Baltimore's skyline across the former Perkins Homes site. A new mixed-income community is planned for the former public housing site.

Baltimore ranks among the national leaders in building apartments downtown over the past decade, according to a new report.

Developers have built more than 9,000 new units downtown, an increase of 33%, since 2013, according to data compiled by Yardi Matrix and StorageCafe. The report also found more than 1,144 apartments are now under construction in what it defines as downtown, which includes several of Baltimore's fastest-developing urban areas.

By those metrics, Baltimore ranked No. 11 out of the nation’s 20 most active downtown areas in apartment construction. Baltimore trailed No. 10 Minneapolis on the list that was led by Atlanta, Los Angeles and Houston.

“While office workers aren't yet returning in droves, people still seem interested in living in downtown Baltimore,” according to the report’s researchers. 

The high-water mark for building new apartments, according to Yardi’s report, arrived in 2018, when 2,000 units were tacked on to Baltimore’s inventory. 

However, Yardi’s report isn’t a perfect snapshot of what most Baltimore residents would call downtown. The study includes data from several Baltimore ZIP codes outside the 21202 area that covers what’s considered Baltimore’s traditional downtown. 

Area codes the firm used to define downtown include neighborhoods like Harbor East, Locust Point, Fells Point, Canton and portions of West Baltimore surrounding the University of Maryland BioPark.  

While some of those neighborhoods have outpaced Baltimore's traditional downtown in apartment construction, city officials for years have tried to reinvent the Central Business District as a live-work-play neighborhood to varying degrees of success.

Last week, Mayor Brandon Scott praised downtown as the city’s “fastest-growing neighborhood.”  

While there has undoubtedly been an increase in construction of multifamily units, their impact on the number of residents living in the area has been modest at best. 

The Downtown Partnership of Baltimore's most recent State of Downtown report, which was released this spring, found the number of residents living downtown grew by 150 residents between 2020 and 2021. 

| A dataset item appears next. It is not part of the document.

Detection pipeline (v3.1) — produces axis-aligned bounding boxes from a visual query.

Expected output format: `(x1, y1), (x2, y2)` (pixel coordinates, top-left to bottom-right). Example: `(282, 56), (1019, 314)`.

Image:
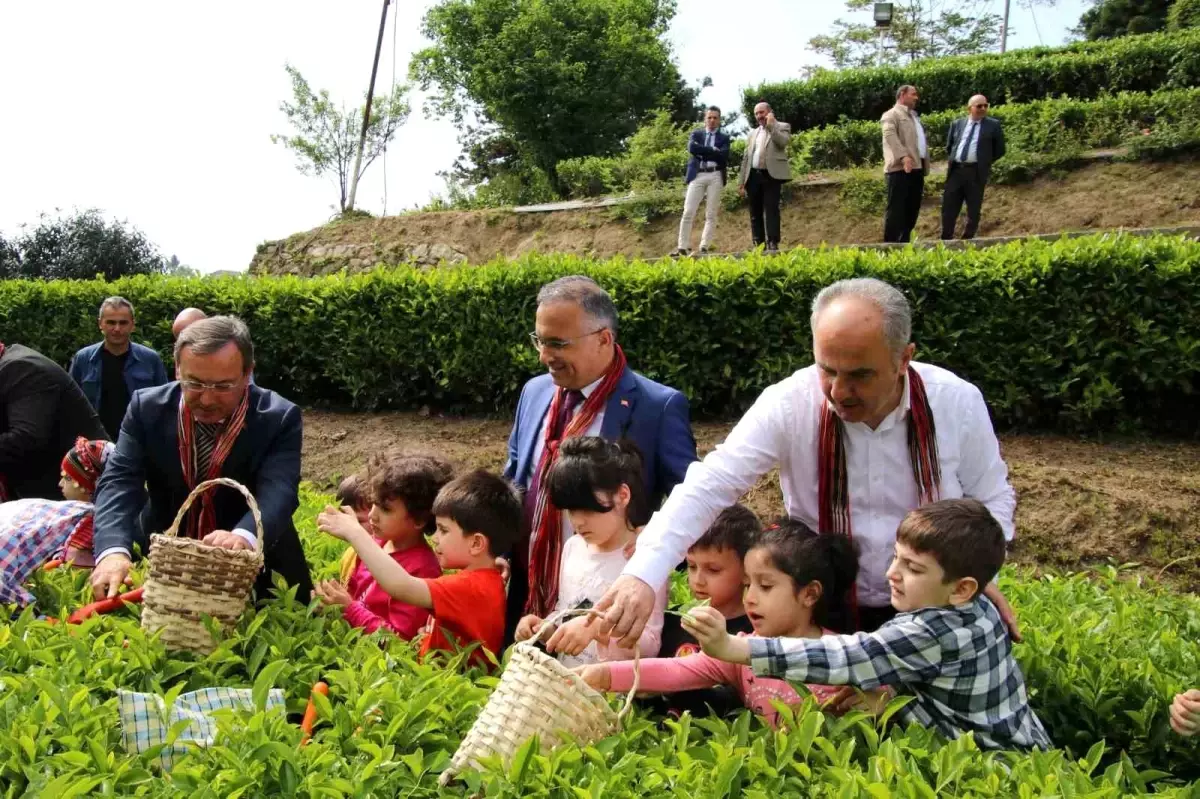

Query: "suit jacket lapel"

That represents much slower growth than what the partnership’s last detailed housing survey, which was completed in 2017, projected. At that time, the partnership’s researchers expected the area encompassed by a 1-mile radius around Pratt and Light streets to support about 7,000 new rental and for-sale housing units annually during the ensuing five years.   

While the growth downtown in terms of news residents has been modest, the city government has pursued policies intended to support growth downtown. Over the past decade the city’s elected officials approved incentives for developers to build units downtown. 

In particular, the city government has created incentives in the forms of tax credits to entice developers to transform the Central Business District’s abundance of outdated office stock into apartments. 

To date, several downtown buildings north of Pratt Street, such as 10 Light St. and 2 Hopkins Plaza, have transitioned from office space to residential units. 

This summer, when the iconic One Charles Center building went up for sale, its broker, Cushman & Wakefield, touted the potential to build more than 300 luxury units in the 60-year-old property. 

Those same city incentives have also spurred the construction of new apartment buildings. When the $160M, 394-unit building at 414 Light St. opened in 2016, Questar Properties CEO Steve Gorn said city tax credits made the project possible.